The IRS recently issued final regulations concerning new requirements for deferred compensation arrangements. The final regs established Dec. 31, 2007, as the effective date for full compliance. In a mildly surprising move, the IRS just granted some employers a partial reprieve.
Alert: In a late-breaking IRS Notice, the IRS extended the deadline for documentation compliance by one year to Dec. 31, 2008. (IRS News Release 2007-157, Notice 2007-78) But note that the IRS is standing firm on most of the other requirements covered in the final regulations.
Thus, the IRS expects your business to operate deferred comp plans in accordance with the new requirements throughout 2008 (except for certain documentation requirements).
Here’s the skinny: The American Jobs Creation Act of 2004 imposed broad-based, yet highly complex, rules for taxing benefits under nonqualified deferred compensation arrangements. To provide additional guidance, the IRS has issued a series of directives over the past few years. At long last, it released the final regulations on the matter this spring.
Among other requirements, the final regs require employers to have written plan documents that fully comply with the new rules before Jan. 1, 2008. But now the IRS has bowed to pressure from the business community by providing some transitional relief.

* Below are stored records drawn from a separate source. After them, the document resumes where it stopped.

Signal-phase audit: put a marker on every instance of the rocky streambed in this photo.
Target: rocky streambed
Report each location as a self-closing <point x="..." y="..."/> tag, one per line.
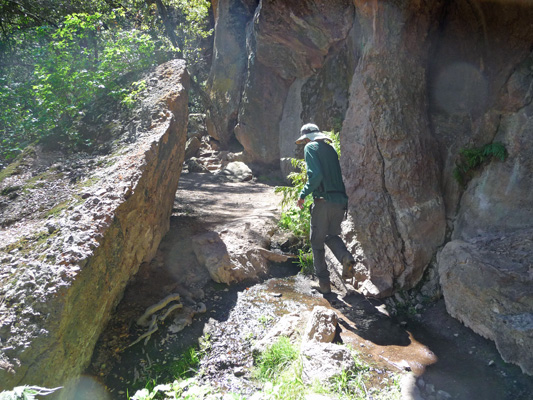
<point x="433" y="355"/>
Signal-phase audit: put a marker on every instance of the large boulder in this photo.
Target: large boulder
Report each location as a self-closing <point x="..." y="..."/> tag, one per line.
<point x="63" y="275"/>
<point x="485" y="270"/>
<point x="388" y="154"/>
<point x="488" y="286"/>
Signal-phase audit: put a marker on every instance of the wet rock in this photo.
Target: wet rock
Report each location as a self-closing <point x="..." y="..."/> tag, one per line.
<point x="191" y="148"/>
<point x="322" y="361"/>
<point x="322" y="325"/>
<point x="288" y="326"/>
<point x="409" y="388"/>
<point x="236" y="171"/>
<point x="89" y="261"/>
<point x="194" y="165"/>
<point x="482" y="279"/>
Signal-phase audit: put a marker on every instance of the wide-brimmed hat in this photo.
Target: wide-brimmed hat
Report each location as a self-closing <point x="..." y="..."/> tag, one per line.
<point x="311" y="132"/>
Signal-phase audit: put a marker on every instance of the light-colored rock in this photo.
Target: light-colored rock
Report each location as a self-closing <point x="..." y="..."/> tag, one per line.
<point x="192" y="147"/>
<point x="322" y="325"/>
<point x="289" y="40"/>
<point x="289" y="325"/>
<point x="322" y="361"/>
<point x="55" y="318"/>
<point x="212" y="253"/>
<point x="387" y="158"/>
<point x="235" y="171"/>
<point x="488" y="285"/>
<point x="228" y="66"/>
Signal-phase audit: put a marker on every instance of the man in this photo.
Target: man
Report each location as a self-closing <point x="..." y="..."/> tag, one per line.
<point x="324" y="182"/>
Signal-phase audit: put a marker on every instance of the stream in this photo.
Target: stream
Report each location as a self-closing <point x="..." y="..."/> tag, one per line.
<point x="444" y="359"/>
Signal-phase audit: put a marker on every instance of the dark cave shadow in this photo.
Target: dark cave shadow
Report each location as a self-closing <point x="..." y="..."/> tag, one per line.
<point x="370" y="323"/>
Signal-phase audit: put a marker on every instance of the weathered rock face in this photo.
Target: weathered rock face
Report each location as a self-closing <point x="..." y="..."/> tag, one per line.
<point x="54" y="309"/>
<point x="286" y="41"/>
<point x="392" y="175"/>
<point x="229" y="65"/>
<point x="413" y="83"/>
<point x="485" y="270"/>
<point x="488" y="286"/>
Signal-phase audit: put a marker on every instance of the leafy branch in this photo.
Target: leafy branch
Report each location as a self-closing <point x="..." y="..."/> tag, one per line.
<point x="473" y="158"/>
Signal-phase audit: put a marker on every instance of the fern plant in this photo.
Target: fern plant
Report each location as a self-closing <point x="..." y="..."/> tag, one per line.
<point x="471" y="159"/>
<point x="292" y="218"/>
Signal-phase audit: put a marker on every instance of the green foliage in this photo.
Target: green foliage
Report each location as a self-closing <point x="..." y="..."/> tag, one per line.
<point x="276" y="359"/>
<point x="292" y="218"/>
<point x="305" y="260"/>
<point x="471" y="159"/>
<point x="26" y="393"/>
<point x="58" y="58"/>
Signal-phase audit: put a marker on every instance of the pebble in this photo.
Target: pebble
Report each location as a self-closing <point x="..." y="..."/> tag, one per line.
<point x="442" y="395"/>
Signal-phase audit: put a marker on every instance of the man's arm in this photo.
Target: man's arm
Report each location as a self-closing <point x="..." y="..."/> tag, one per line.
<point x="314" y="172"/>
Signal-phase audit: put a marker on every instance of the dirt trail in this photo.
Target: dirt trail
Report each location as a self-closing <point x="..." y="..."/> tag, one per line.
<point x="442" y="353"/>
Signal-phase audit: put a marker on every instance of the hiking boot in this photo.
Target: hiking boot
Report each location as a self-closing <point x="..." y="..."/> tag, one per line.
<point x="324" y="287"/>
<point x="347" y="267"/>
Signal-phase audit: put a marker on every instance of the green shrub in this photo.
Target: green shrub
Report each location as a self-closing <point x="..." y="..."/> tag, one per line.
<point x="275" y="359"/>
<point x="471" y="159"/>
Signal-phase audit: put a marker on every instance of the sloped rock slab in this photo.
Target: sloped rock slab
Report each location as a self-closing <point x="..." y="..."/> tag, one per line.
<point x="61" y="276"/>
<point x="488" y="286"/>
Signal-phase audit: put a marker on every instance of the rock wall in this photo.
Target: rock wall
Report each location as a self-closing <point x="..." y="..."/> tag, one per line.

According to the new IRS Notice, a nonqualified deferred compensation plan will not be in violation of the final regulations if:
1. The plan is otherwise in operational compliance.
2. The plan documents are amended by Dec. 31, 2008, to retroactively comply as of Jan. 1, 2008.
That’s good news, but there’s still plenty of work for employers to do before Jan. 1, 2008. Significantly, elections concerning deferred compensation arrangements for 2008 must be made before the end of 2007. The new Notice still requires your business to comply with the final regulations, but it gives you more time to document compliance.
Under Notice 2007-78, employers generally may not change the time and form of deferred compensation payments. The new guidance covers other technical issues, including providing transitional relief when employees cash out due to involuntary termination.
Tip: The IRS also announced that it expects to establish a limited, voluntary compliance program that will allow certain unintentional operational failures to be corrected in the same tax year without incurring any penalties.